Minha Princesinha de mim: 


Chegou-me (hoje aí, 18 de agosto de 2013), por misterioso correio comungante, uma carta que a um escritor que não conheci no meu tempo, José Saramago, escreveu o nosso Camilo português. Neste nenhures ou todalgures - terás de esperar a hora em que sejas, simplesmente, fora de tempo e lugar, para entenderes o que é ser sem estar na tua limitação - ter-me-ia comovido se ainda sentisse comoção e não comungasse apenas na inefável alegria de ser... Deste lado da vida, já não esperamos, comungamos no amor que é a vossa esperança e já nossa foi. Aqui já não há mal, nem fé, há a visão da glória a que fomos chamados. Que é de todos. Adivinha-a, aí em baixo, quem tiver percebido que a vocação da Vida é partilha.
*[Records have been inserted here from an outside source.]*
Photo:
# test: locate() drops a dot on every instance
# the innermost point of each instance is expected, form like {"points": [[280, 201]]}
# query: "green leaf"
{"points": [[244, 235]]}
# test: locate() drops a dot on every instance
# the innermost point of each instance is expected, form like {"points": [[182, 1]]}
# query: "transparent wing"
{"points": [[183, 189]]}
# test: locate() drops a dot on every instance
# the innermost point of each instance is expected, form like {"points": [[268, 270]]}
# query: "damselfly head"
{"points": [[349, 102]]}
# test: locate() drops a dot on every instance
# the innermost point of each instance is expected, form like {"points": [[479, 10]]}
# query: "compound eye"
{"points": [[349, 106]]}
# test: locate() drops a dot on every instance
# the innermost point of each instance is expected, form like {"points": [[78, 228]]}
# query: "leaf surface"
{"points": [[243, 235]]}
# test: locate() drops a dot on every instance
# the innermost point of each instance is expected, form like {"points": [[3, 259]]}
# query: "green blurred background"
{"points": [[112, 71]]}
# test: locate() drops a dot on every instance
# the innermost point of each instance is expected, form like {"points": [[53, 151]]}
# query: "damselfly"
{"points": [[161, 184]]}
De ti me lembrei muito quando, eu também, procurava no amor humano esse "íntimo rumor que abre as rosas"... Era daqueles homens que na mulher como que adivinha a presença maternal de Deus. Ou essa união inicial que até o sentimento erótico nos revela e Georges Bataille tão bem exprimiu quando afirmou que l´érotisme c’est l’affirmation de la vie jusque dans la mort...
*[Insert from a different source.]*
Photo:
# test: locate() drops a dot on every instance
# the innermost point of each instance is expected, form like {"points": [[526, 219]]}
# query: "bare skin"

      No teu parto, Senhor, nosso nascimento,
      antes e depois de nós acontecemos,
      Nossa Senhora do nosso livramento,
      Deus-Mulher, onde nos movemos...
      Que nome dar-te, de raiva ou de sossego,
      Eros, Virgem, Vida ou Ser tão simplesmente,
      dia só de sol ou noite de aconchego,
      amores breves ou Amor eternamente?
      Onde procurar-te a Ti, se em Ti só somos
      a alegria de sermos mais que estamos
      nesta vida tão mesquinha que nos deste?
      Ou será abandonar-te, se nos pomos
      à procura de Ti, e renunciamos
      ao mesmo desejo que em nós quiseste?
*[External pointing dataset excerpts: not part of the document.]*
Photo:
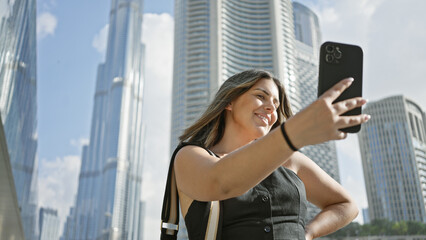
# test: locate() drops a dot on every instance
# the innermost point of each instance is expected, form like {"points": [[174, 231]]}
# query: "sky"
{"points": [[72, 42]]}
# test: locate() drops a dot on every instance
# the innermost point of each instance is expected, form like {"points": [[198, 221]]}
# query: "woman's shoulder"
{"points": [[192, 151]]}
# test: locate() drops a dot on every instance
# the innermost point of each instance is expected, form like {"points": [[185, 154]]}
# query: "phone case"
{"points": [[339, 61]]}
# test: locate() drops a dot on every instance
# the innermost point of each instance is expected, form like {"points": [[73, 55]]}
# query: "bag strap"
{"points": [[170, 211]]}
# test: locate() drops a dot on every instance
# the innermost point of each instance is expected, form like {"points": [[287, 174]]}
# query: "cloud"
{"points": [[46, 25], [58, 181], [100, 40], [79, 143], [157, 35], [351, 173]]}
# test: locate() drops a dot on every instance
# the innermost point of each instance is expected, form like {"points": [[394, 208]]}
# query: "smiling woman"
{"points": [[239, 176]]}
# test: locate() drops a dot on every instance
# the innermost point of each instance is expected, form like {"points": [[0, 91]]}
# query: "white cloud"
{"points": [[158, 37], [46, 25], [100, 40], [79, 143], [350, 168], [58, 181]]}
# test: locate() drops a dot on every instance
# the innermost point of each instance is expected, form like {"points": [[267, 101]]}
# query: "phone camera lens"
{"points": [[337, 54], [329, 58]]}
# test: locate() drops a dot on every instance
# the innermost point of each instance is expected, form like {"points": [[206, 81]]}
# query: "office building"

Tinha então vinte e poucos anos, era namoradeiro e casto, e ouvia vozes a chamarem-me... Fala-se muito em vocação, eu sempre senti muitas. Arrisco dizer, desde este "assento etéreo", que me teria certamente comovido, na minha existência aí em baixo, com o que o ateu Saramago escreveu, com o que, na visão eternamente feliz da essência ou do infinito ser que somos, saberei que é a verdade única do amor: querer bem, pensarsentir, no tempo finito que nos foi marcado, que viver é dar sem nada pedir em troca. Que o mais importante, na efeméride da vida terrena, é essa atenção, esse cuidado amigo, de escutar em nós o "íntimo rumor que abre as rosas"... A minha religião cristã não foi, a tua não é, um código jurídico do amor. É, do Amor, a vocação. Muitas leis poderão promover, justificar, tolerar, perdoar qualquer concupiscência, esse desejo inato de satisfação egoísta, quer no plano das paixões ditas carnais (intemperança, luxúria), como no das que permissivamente vão por aí arranjando teorias económico-sociais para justificar a injustiça entre irmãos. Poderão determinar ou convencionar padrões de comportamentos. Mas não devem esquecer que a chamada essencial, a vocação dos homens, é à conversão interior. É compreender que o amor concupiscente, o desejo da posse de nós nos outros, ou a idolatria do dinheiro à custa deles, é uma negação. Amar é transformarmo-nos, como Deus incarnado é tudo em todos. Falhar-se-á muitas vezes, tentar-se-á sempre. Imperfeitos são os homens, limitadíssimos. Mas, mesmo não sendo desse mundo, o Reino de Deus só se constrói pelo coração dos homens de boa vontade. Lembras-te de outro mau soneto (nunca tive grande jeito para versejar) que, por esses meus vinte anos, escrevi? Até ao fim dos meus dias senti essa necessidade de um encontro:


      Inquietante amor, este que te tenho,
      Senhor, assim disperso em meus sentidos,
      único, vário, igual e estranho,
      a Ti e a teus frutos proibidos...
      Tu, só Tu, comandas em segredo
      a paixão em que a tua me adivinha
      e a tua mão tece o meu enredo
      e à tua vida em mim eu chamo minha...
      E na solidão, teu silêncio manso,
      meu coração repousa no deserto,
      onde, estando longe, estás tão perto...
      quando, Mulher, te despes e te alcanço
      e com tanto pudor me aconchego
      à sombra do teu ventre, meu sossego...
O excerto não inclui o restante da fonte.